All of this would ensure that that the time Iran needs for a burst programme to produce enough highly enriched Uranium (or Plutonium) for a nuclear weapon is significantly lengthened instead of shortened as it would have been the case without a deal and with new centrifuges installed. This gives time for further negotiations aiming at a more long term if not final resolution of the dispute on the Iranian nuclear programme and this is what this agreement is all about: Time. But what if the Iranians cheat? If there are strong indications that the agreement is not followed it should be declared void and sanctions should be tightened.
Admittedly it might be hard to do that at some point and its time for the 3+3 to define their red lines now. However if you assume that Iran will for sure cheat there is no need for any further attempts to resolve the problem by diplomatic means. The only option then, if you were not willing to accept an Iranian bomb, would be military action with all possible consequences. This means giving up political options and in my opinion is highly irresponsible. If the decision for Iran’s leadership is either to go for a nuclear weapon to be immune to attempts of external regime change or to suspend nuclear ambitions in order to avoid possible internal change (as happened to so many other countries during the Arab spring) my bet is currently on the latter and the world should make the best of this opportunity. However, lets not forget that things in the Middle East are never easy and always complicated.

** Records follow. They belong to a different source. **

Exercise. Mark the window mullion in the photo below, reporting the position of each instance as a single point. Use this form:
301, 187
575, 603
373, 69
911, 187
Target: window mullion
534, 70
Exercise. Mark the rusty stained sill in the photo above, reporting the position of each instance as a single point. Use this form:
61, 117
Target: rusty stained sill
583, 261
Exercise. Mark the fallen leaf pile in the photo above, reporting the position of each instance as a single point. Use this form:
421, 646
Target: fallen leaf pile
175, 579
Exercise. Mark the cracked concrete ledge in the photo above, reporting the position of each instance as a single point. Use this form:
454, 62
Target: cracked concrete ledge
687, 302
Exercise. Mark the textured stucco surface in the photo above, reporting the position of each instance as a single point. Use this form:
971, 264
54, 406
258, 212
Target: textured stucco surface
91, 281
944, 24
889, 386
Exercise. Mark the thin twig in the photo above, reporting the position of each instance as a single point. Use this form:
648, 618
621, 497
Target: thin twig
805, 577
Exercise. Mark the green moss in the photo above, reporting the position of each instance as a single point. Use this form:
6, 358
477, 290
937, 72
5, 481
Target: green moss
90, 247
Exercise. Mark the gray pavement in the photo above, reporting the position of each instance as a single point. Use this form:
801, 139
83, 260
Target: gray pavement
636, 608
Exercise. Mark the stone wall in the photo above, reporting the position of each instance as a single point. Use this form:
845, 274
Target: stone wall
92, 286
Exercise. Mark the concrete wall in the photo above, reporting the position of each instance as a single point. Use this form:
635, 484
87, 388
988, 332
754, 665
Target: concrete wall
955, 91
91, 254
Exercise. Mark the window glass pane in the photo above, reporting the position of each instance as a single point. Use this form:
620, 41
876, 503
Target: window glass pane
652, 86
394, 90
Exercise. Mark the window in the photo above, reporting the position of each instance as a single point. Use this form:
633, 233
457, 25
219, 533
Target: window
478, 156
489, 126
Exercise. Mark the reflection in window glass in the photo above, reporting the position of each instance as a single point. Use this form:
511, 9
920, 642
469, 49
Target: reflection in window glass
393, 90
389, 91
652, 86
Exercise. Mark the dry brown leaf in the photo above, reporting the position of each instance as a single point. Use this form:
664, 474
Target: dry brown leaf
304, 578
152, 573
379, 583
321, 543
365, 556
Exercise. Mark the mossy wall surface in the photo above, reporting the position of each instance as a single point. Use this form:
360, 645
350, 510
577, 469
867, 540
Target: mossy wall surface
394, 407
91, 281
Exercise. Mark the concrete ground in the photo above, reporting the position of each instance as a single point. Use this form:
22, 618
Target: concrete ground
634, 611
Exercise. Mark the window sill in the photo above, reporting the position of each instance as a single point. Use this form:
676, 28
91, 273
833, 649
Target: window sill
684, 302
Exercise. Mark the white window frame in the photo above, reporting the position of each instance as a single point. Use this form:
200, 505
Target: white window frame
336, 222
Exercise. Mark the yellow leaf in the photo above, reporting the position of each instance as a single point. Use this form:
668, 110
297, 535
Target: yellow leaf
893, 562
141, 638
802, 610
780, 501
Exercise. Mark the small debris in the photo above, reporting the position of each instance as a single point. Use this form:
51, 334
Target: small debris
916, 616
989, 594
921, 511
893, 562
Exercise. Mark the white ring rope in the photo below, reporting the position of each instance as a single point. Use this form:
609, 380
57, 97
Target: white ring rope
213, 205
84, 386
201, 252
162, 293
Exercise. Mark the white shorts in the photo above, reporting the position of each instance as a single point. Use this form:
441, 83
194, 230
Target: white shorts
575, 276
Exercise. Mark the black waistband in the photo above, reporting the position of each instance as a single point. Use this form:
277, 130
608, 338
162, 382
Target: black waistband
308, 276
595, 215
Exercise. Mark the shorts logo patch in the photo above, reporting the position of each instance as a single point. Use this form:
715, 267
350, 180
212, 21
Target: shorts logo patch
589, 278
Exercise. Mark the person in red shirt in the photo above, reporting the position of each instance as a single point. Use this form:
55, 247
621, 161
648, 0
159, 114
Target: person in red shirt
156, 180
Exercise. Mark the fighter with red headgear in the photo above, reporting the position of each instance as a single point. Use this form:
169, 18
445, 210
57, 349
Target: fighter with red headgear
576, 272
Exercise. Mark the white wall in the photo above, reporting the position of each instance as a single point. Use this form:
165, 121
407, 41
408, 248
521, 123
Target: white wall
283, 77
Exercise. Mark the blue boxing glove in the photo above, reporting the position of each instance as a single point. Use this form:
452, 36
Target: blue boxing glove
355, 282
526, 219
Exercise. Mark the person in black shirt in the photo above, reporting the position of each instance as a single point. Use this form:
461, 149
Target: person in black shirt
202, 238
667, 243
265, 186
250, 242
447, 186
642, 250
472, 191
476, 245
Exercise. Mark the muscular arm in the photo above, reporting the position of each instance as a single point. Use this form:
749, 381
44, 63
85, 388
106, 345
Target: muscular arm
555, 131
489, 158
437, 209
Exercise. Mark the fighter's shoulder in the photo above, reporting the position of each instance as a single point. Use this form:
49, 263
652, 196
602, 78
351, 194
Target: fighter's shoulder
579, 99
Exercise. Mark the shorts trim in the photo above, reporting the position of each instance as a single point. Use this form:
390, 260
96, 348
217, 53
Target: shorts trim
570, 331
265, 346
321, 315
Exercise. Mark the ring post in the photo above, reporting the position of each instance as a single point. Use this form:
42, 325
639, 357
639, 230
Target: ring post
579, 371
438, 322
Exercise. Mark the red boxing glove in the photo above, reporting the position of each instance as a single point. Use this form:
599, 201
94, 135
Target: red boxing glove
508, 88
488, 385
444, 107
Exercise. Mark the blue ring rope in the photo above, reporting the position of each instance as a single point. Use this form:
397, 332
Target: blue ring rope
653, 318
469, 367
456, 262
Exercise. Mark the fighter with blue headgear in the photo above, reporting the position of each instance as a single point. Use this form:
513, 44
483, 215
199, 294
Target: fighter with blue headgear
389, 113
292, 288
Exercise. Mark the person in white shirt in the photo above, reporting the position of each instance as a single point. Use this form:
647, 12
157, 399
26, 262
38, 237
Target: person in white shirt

This conflict is embedded in numerous others: The clash between Sunni and Shia Islam, the tensions between Arab countries and non-Arab Iran, the conflict of Israel and its Muslim neighbours, increased instability in the region after the Arab spring revolutions, just no name a few. What we see are not only negotiations between the 3+3 and Iran but we also have a number of invisible stakeholders sitting at the table with their concerns and wishes. Will this agreement lead to better sleep for people in Israel or for the leaders of the Gulf countries? Not quite, but on the other hand it should not lead to new nightmares either. Disclaimer: The opinions expressed in this blog post are entirely those of the author and do not represent those of any organisation.
GENEVA WAS A BAD DEAL. NOW LET’S GET A BETTER ONE (By Roland Freudenstein)
“Peace for our time” is reportedly what Chamberlain said when he stepped off the plane from Munich in September 1938 where he had negotiated a fateful deal: He had given in to most of Hitler’s demands regarding Czechoslovakia, got little in return and so ended up bringing World War II a good deal closer, as we know today. In many of the critical comments these last days, not only in the Israeli ones, Geneva has been labelled the new Munich. Now, historical parallels should always be handled with care. But I do believe that those who now pride themselves of having averted war, may have actually brought it closer in the end. So let’s look at the drawbacks, the alternatives, and the consequences of Geneva.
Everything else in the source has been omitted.